I acknowledge I came in like a wrecking ball and knocked some neatly lined up beliefs he has about himself and his current situation off his shelf in an effort to wake him up, but still I expected full disclosure so I could help.
Shame really does a number on us but fear does more. And we should feel neither of these with true friends. We should be able to be 100 percent who we are in their presence and trust they will love us anyway.
After they call us out on our sh*t, of course.
Here’s what we do for people when we call them out on the things they are doing: We make it easier for them to be honest with themselves. We get to the real meat and bones of the situation. We force them to dig deeper than they are willing to go alone to get at the source of what’s really going on for them.

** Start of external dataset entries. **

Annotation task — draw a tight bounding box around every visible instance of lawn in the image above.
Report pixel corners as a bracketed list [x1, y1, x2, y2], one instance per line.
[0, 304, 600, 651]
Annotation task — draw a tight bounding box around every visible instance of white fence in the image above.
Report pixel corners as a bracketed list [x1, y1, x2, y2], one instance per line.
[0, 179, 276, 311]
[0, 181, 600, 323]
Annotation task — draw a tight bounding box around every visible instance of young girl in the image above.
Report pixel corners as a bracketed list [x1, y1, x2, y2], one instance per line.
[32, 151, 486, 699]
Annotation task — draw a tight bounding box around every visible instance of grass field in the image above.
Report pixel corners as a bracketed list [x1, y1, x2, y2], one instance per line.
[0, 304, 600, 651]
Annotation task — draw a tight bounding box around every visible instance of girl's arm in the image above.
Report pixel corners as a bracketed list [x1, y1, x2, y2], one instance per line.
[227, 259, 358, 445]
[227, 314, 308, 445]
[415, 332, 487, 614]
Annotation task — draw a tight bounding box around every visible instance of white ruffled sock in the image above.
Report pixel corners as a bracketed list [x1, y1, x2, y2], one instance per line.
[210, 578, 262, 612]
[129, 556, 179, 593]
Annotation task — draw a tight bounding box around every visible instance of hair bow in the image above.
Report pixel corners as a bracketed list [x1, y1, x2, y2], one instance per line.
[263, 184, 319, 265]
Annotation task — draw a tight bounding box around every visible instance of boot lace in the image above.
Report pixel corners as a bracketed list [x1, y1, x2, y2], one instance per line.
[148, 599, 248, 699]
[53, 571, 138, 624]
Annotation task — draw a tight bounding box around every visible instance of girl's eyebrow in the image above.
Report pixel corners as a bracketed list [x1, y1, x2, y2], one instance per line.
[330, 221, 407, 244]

We push them over the edge. And sometimes, we all need to be pushed.
I don’t want a friend who “yeses” me to death. Who politely nods and says, “I totally support whatever you decide to do.”
I want you to be real with me. Tell me when I’m making a mistake. Tell me when I’m falling back into an old behavior pattern that isn’t healthy. Force me to admit the real reasons I did something instead of the lies I’m telling myself.
That is a real friend: someone who is holding up a mirror and forcing me to look at my real, authentic self and admit the truth.
No shame. No hiding. No pretending to be what I’m not. When I’m able to do that, I’m able to heal wounds, break unhealthy patterns in my life, make better choices for myself.
And I can’t do this unless I have friends willing to call me out on all of it.